Japan Bioassay Research Center, Japan Industrial Safety and Health Association, Japan.
J Occup Health. 2011;53(3):234-9. doi: 10.1539/joh.10-0053-br. Epub 2011 Mar 16.
Inhalation toxicities of indium-tin oxide (ITO) and indium oxide (IO) in mice were characterized in comparison with those previously reported in rats.
B6C3F(1) mice of both sexes were exposed by inhalation to ITO or IO aerosol for 6 h/day, 5 day/wk for 2 wk at 0, 0.1, 1, 10 or 100 mg/m(3) or 13 wk at 0, 0.1or 1 mg/m(3).

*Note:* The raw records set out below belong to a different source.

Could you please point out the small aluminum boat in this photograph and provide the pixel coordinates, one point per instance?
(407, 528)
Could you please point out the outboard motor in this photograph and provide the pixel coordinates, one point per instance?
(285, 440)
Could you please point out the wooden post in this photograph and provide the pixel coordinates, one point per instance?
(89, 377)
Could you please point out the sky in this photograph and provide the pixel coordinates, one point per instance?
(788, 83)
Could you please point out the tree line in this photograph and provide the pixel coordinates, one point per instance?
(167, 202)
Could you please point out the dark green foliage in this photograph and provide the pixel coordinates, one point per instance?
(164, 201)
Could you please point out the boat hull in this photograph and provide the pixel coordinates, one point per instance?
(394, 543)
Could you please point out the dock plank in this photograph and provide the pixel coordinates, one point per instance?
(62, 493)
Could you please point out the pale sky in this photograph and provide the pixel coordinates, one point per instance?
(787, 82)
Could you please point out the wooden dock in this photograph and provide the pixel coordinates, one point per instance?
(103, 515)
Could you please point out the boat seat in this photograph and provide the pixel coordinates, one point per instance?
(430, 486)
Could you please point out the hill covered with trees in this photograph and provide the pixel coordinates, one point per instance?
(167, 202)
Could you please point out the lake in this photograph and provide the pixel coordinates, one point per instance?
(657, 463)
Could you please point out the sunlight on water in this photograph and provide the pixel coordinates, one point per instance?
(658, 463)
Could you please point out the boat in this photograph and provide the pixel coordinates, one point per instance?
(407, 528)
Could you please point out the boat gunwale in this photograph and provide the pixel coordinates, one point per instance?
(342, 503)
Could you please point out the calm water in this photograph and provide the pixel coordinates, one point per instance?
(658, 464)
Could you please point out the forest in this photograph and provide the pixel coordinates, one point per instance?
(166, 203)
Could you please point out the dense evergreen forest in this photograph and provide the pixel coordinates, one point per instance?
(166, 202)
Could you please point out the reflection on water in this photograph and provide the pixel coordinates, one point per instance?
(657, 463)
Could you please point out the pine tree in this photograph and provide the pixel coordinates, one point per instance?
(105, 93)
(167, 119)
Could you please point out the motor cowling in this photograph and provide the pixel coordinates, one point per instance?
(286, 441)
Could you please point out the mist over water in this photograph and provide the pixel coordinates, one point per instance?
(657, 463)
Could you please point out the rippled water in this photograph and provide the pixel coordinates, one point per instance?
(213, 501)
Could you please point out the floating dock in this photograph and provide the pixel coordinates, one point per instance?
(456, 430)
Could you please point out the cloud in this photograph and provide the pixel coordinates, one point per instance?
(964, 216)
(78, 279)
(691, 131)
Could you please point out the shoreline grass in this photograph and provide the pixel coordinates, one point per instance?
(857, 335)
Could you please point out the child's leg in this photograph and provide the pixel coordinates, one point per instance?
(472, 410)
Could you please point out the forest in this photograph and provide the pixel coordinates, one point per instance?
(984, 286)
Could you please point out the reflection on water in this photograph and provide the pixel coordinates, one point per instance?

ITO and IO particles were deposited in the lung, mediastinal lymph node (MLN) and nasal-associated lymphoid tissue. Alveolar proteinosis, infiltrations of alveolar macrophages and inflammatory cells and increased lung weight were induced by 2- and 13-week exposures to ITO and IO, while alveolar epithelial hyperplasia occurred only in the 2-week exposures. Thickened pleural wall, hyperplastic MLN, extramedullary hematopoiesis in the spleen and increased levels of erythrocyte parameters were induced by 13-week exposure to ITO. The ITO- and IO-induced pulmonary lesions were milder in mice than those previously reported in rats, and the fibrotic lesions were different between these two species. Indium levels in the lung and pooled blood were analyzed in the mice exposed to ITO and IO for 13 wk. In the 13-week inhalation exposure of mice to ITO, alveolar proteinosis and significantly increased lung weight were induced at the same exposure concentration as the current threshold limit value for indium and its compounds.
与之前在大鼠中报告的结果相比,比较了铟锡氧化物(ITO)和氧化铟(IO)在小鼠中的吸入毒性。
B6C3F(1) 雌雄小鼠分别经呼吸道暴露于 ITO 或 IO 气溶胶,每天 6 小时,每周 5 天,浓度分别为 0、0.1、1、10 或 100mg/m(3),或 13 周,浓度分别为 0、0.1 或 1mg/m(3)。
ITO 和 IO 颗粒沉积在肺部、纵隔淋巴结(MLN)和鼻相关淋巴组织中。2 周和 13 周暴露于 ITO 和 IO 可诱导肺泡蛋白沉积症、肺泡巨噬细胞和炎症细胞浸润以及肺重量增加,而仅在 2 周暴露时发生肺泡上皮细胞增生。13 周暴露于 ITO 可导致胸膜壁增厚、MLN 增生、脾脏髓外造血和红细胞参数水平升高。与之前在大鼠中报告的结果相比,ITO 和 IO 引起的肺部病变在小鼠中较轻,并且这两种物种的纤维化病变不同。在 ITO 和 IO 暴露 13 周的小鼠中分析了肺和 pooled 血液中的铟含量。在 ITO 对小鼠的 13 周吸入暴露中,肺泡蛋白沉积症和显著增加的肺重量在与铟及其化合物的当前阈限值相同的暴露浓度下诱导。